Serving the open geospatial community

About OGC

The Open Geospatial Consortium (OGC) is the largest formal community of geospatial experts with a mission to make location information FAIR – Findable, Accessible, Interoperable, and Reusable. OGC members form a global forum of experts and communities from  government, industry, nonprofits, and academia that use location to connect people with technology and improve decision-making at all levels. OGC standards are developed in a unique consensus process supported by the OGC’s industry, government and academic members to enable geoprocessing technologies to interoperate, or “plug and play”.

The role of the Open geospatial community

The OGC Collaborative Solutions and Innovation Program (COSI) aims to solve challenges in location services across industries and application domains. The geospatial community stewarded by OGC works in partnership with governments and industry across the world and fund members to research and prototype ideas to solve current geolocation problems and gaps.
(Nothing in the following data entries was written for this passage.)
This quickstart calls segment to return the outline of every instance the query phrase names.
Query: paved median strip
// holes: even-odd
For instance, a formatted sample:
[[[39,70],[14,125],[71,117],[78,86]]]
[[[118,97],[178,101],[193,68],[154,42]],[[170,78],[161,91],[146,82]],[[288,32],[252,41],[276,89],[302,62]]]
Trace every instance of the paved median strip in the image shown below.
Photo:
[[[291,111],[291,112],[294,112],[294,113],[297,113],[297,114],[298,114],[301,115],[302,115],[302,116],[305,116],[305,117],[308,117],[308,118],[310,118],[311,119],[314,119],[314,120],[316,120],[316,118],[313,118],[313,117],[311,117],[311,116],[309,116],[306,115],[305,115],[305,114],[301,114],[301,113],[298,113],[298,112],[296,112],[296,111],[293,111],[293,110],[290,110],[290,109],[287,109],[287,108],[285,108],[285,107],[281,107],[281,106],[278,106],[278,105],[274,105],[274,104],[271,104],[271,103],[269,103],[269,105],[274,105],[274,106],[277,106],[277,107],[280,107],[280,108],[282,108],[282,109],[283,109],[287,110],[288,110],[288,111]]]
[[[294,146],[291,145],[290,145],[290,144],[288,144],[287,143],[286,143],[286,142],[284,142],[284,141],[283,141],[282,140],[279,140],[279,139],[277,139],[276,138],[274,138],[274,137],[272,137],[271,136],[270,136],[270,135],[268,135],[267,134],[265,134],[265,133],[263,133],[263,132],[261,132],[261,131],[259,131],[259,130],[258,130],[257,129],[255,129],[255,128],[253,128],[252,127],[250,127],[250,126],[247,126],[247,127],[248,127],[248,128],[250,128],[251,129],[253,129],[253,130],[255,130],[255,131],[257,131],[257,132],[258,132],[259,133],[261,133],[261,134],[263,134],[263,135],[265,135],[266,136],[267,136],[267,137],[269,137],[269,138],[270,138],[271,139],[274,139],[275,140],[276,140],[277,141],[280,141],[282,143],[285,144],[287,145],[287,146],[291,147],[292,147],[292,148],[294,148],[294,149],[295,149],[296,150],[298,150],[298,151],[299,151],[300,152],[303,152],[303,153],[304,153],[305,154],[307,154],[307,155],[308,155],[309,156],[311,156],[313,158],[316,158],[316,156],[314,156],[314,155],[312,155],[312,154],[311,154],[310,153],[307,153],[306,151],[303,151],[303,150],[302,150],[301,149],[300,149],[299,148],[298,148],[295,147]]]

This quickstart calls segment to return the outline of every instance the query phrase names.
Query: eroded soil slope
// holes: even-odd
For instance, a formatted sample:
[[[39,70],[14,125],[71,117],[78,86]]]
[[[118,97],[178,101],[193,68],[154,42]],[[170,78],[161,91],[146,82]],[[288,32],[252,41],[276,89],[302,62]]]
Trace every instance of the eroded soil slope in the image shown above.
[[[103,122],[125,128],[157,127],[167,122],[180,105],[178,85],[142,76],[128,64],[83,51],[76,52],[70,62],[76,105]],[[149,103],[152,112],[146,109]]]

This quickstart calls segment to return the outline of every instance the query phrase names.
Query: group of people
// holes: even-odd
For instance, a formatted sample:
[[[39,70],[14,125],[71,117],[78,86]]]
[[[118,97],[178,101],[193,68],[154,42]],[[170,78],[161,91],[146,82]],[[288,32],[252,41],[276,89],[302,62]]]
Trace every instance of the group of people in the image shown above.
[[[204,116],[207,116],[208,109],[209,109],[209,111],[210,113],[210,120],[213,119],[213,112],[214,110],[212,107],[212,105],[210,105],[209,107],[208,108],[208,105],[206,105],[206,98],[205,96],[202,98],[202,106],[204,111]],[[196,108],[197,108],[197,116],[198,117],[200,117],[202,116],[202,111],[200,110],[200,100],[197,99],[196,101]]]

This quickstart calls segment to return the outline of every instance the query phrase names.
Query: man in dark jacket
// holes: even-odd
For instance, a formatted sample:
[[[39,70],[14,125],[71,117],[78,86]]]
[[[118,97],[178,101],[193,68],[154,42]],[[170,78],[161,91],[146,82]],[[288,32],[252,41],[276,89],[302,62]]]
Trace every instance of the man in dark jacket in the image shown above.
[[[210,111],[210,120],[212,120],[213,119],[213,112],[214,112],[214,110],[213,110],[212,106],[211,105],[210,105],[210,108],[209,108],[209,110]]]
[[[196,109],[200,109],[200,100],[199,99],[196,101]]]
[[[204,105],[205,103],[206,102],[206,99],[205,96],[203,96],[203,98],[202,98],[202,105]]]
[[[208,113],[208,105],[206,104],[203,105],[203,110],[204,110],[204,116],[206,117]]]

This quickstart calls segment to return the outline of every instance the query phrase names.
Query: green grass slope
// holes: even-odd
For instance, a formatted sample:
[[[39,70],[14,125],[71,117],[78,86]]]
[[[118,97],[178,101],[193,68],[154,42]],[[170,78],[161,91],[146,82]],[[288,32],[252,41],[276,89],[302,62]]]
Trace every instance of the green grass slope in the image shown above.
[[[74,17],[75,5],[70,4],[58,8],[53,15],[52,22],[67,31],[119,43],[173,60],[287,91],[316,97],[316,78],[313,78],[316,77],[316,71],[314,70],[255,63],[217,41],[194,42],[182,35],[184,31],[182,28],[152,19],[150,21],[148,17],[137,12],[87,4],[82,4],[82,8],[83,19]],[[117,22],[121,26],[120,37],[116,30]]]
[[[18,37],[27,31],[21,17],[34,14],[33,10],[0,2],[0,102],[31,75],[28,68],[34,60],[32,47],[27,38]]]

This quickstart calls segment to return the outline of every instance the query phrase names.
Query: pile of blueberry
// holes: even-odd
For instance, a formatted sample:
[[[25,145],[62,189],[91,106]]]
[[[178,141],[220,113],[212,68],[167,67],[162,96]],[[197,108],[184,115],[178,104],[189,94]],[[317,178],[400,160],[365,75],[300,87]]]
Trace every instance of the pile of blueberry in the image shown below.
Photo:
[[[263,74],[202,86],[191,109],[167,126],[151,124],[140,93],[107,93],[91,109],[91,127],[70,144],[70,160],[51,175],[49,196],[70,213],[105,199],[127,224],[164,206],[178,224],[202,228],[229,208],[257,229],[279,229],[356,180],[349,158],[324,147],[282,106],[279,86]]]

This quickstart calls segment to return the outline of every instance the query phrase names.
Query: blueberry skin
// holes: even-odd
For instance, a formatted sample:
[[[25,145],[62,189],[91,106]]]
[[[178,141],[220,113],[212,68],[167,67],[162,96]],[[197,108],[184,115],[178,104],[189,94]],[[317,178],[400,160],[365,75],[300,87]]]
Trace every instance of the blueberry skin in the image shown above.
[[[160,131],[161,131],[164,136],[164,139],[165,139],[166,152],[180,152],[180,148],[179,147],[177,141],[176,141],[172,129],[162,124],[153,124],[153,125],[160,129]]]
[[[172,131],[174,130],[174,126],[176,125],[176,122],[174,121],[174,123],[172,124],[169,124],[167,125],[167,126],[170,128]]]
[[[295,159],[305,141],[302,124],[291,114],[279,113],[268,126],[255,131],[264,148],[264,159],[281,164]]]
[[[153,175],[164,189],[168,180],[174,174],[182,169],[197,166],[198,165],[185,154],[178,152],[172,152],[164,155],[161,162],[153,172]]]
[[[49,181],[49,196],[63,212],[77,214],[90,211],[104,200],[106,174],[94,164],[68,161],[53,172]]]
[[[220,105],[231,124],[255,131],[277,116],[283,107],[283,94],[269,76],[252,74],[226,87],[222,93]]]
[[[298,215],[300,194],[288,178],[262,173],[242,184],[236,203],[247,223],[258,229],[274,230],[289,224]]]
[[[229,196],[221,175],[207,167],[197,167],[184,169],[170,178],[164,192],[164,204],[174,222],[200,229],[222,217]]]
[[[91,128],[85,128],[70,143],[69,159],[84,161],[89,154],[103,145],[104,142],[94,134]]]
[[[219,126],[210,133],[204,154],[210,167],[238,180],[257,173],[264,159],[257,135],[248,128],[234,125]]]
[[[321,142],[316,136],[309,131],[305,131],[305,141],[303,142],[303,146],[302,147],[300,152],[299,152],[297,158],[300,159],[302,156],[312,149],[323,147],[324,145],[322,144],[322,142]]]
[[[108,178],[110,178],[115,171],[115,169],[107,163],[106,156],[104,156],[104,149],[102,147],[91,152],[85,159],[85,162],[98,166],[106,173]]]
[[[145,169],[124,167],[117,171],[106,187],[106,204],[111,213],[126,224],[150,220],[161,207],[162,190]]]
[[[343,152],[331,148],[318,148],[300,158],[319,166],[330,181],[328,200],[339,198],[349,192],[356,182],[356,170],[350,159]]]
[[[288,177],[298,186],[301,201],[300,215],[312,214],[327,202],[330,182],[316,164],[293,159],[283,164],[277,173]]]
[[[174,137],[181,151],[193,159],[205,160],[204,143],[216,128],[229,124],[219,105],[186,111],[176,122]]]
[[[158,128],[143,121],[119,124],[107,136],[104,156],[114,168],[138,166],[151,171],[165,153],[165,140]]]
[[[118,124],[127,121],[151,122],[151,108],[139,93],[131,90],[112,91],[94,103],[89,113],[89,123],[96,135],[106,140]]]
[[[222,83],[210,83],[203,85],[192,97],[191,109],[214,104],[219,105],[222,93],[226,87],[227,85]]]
OGC Standards are the glue to geospatial information interoperability, and are used by thousands of organizations across the globe and represented in millions of lines of code. They are backed by international organizations, used in proposals, and implemented to speed up the process of innovation. OGC Standards include conceptual models, data exchange models, and API specifications. 

OGC APIs are a game changer for geospatial interoperability since they are designed to make it easy for anyone to provide and use geospatial data on the web, and to integrate this data with any other type of information. Standard APIs such as OGC API – Processes and OGC API – Features are being constructed as “building blocks” that can be used to assemble novel APIs for web access to geospatial content.

Our contribution to OGC innovation initiatives and standards

We are an active part of the geospatial community. As members of OGC, Skymantics takes a leading role in the development of standards and code basis for interoperability and exchangeability of geospatial information across industries (defense, transportation, emergency, aviation). Learn more about our work in geospatial services.

Skymantics has acted as thread architect for OGC Testbed threads, edited OGC Engineering Reports, and participated in annual Testbeds, Technology Pilots, and Sprints over more than 7 years of membership. We have provided contributions in prototypes and interoperability tests related to Data Fusion, Routing, Data Exchange Models, and Machine Learning, in the fields of Aviation, Disasters Response, and Forestry Management.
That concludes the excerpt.